Primary care plays a critical role in breaking down silos in our system of care by identifying unmet needs and connecting people to services, including for health-related social needs. To increase investment and strengthen our primary care system, select payers are embracing a modern approach to collaboration: co-opetition, in which competing entities collaborate to maximize impact to expand the benefit. These competing payers are currently aligning under a memorandum of understanding (MOU) to advance the California Advanced Primary Care Initiative, led by Purchaser Business Group on Health and the Integrated Health Care Association. Through this co-opetitive approach, these payers are able to do far more together than they could individually to strengthen and scale a primary care model that emphasizes comprehensive, person-focused care.
Data sharing is at the heart of building a more connected system of care. In California, the Data Exchange Framework, which facilitates the secure exchange of health and social services information, has been transformative in its role to ensure that healthcare and social service providers have the information they need to deliver coordinated, whole person care. To support its implementation, the Connecting for Better Health coalition has emerged.
Bringing together stakeholders including payers, providers, social service leaders and technology partners, Connecting for Better Health advocates for data-sharing policies, collaborates on best practices and supports the more than 3,500 entities that have now agreed to share patient information safely across the state on an unprecedented scale.

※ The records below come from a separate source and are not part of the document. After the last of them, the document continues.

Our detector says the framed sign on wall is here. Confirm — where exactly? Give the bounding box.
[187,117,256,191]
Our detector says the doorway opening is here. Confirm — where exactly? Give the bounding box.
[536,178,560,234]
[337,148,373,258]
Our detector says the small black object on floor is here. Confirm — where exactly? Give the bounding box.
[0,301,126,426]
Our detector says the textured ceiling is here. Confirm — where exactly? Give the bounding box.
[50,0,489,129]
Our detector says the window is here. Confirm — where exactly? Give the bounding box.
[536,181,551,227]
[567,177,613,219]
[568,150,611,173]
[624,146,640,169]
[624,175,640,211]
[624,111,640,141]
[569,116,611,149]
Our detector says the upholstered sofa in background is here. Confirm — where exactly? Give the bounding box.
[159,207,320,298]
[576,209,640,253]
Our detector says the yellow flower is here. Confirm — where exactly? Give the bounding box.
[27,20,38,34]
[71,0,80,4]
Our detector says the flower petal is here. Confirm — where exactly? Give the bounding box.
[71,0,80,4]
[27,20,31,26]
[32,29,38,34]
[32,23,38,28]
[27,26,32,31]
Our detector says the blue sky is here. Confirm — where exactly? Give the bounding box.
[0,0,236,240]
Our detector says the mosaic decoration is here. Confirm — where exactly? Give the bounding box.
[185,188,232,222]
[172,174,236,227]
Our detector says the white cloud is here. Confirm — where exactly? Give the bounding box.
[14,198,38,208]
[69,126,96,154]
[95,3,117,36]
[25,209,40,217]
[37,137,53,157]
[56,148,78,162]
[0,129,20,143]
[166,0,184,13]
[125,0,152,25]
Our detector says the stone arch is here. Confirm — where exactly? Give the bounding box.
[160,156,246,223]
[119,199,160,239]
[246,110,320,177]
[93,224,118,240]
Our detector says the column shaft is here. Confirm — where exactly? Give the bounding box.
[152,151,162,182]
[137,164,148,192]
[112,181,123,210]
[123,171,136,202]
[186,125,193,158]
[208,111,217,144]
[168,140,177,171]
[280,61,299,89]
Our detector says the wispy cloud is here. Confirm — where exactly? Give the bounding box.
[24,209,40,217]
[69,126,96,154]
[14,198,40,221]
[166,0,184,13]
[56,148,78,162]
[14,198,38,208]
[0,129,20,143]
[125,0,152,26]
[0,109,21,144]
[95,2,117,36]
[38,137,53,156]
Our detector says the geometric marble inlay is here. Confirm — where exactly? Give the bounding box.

Healthcare is complex, presenting challenges even for those of us deeply connected to it. As individuals whose personal and family needs have been overlooked by traditional healthcare and social service systems, we look forward to a future in which healthcare’s foundational approach is purpose-built to be a more connected, holistic system of care.
Monica Soni, M.D., is chief medical officer of Covered California. Shruti Kothari is the director of industry initiatives at Blue Shield of California.
Editor's note: Covered California and Blue Shield of California are participants in the Purchaser Business Group of Health. Blue Shield of California is also a participant in Connecting for Better Health.